Kaitlyn Tucek lives and works in Denver, CO. From Long Island, NY, Tucek graduated from Pratt Institute in 2006 and was awarded a Master’s from CUNY Queens College in 2013. Tucek is a multi-disciplinary artist. Tucek’s work has been shown in New York, Aspen, Palm Springs and Denver, including exhibits at The Dairy Arts Center, Leon Gallery, Friend of a Friend and K Contemporary Gallery. Tucek also works in education at The Clyfford Still Museum and Arapahoe Community College. Tucek has been featured in Hyperallergic, The Aspen Times, Westword, Denver Life Magazine, Modern in Denver, CPR’s Denverite, and was named one of Denver’s top 5 artists to watch and collect by 5280 Magazine.
Statement
My work investigates the relationship between observation and time—how time is experienced as unreliable, layered, and shaped by the observer. Across my practice, I ask: Can we create works or spaces that engage multiple or non-linear timelines at once? Can the chaos of time be visualized?
This research began at age fourteen through intensive study of figure drawing under illustrator Jeffrey K. Fisher. For me, figure drawing was never about depicting bodies, but about sustained observation and thinking. Through this discipline, I came to understand that my deeper interest lay in capturing time through attention, repetition, and duration.

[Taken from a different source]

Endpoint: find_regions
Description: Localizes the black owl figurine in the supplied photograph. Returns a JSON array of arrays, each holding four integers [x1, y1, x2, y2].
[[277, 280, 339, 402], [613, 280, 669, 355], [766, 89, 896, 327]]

Although I am often described as a painter, I do not separate medium from concept. I work across drawing, painting, collage, sound, writing, installation, sculpture, performance, and collaboration—selecting materials based on their ability to carry, distort, or suspend time. Much of my work aims to slow, layer, or disrupt linear narratives, emphasizing ephemerality, palimpsest, and sensory experience.
My early exhibitions in Denver focused on obsessive mark-making as a way to register anxious and unreliable time, including a large-scale installation at ATC/DEN and a residency at The Firehouse in Longmont that incorporated community-collected ephemeral materials. Subsequent work expanded into transparency, sound, and spatial layering, notably in OVERLOOK at Leon Gallery, where I collaborated with composer Nathan Hall, and through further research in glass casting.
A pivotal shift occurred with The Lilac Hour, a multi-day, multi-building installation in the Ashcroft Ghost Town near Aspen, realized with support from Leon Gallery and the Aspen Historical Society. Viewers moved through interior and exterior spaces at their own pace, encountering works across painting, drawing, textiles, writing, sculpture, and sound. This project established physical movement through space as a primary method for shaping time while observing two dimensional objects.
Ephemerality and sensory experience became central in The Dinner Party, a one-night immersive installation in Boulder supported by The Dairy Arts Center. In collaboration with chef Morgan Bolling, the project used painting, drawing, food, performance, and poetry to explore femme and queer fantasy across overlapping timelines. I have continued this research through additional food-based, performative works, including Cake in the Club commissioned by Black Cube Nomadic Art Museum.
Residencies have played a critical role in my practice. A month-long residency at the La Napoule Foundation in France deepened my research into internal, embodied time, transparency, repetition, water, and porcelain, leading to an invitation to return for a two-person exhibition in 2026. More recently, I participated in Westbound: Art by Train, where I created time-responsive drawing and collage works aboard the California Zephyr and installed them in an abandoned train depot, using travel itself as a temporal framework.
Currently, my research focuses on how different media function as tools for time-telling. I am developing ceramic, video and performance projects, layered with painting and drawing, that explore multiplicity, the “multi-self,” and fractured timelines, informed by the work of Joan Jonas and physicist Carlo Rovelli. In the studio, I work through automatic painting and drawing, intuitive mark-making, and material accumulation, allowing objects, texts, and images to collide over time.
I believe the artist is a kind of time traveler. Rather than producing static objects, my work aims to create experiences that persist as memory—shaping how time is felt, remembered, and reimagined.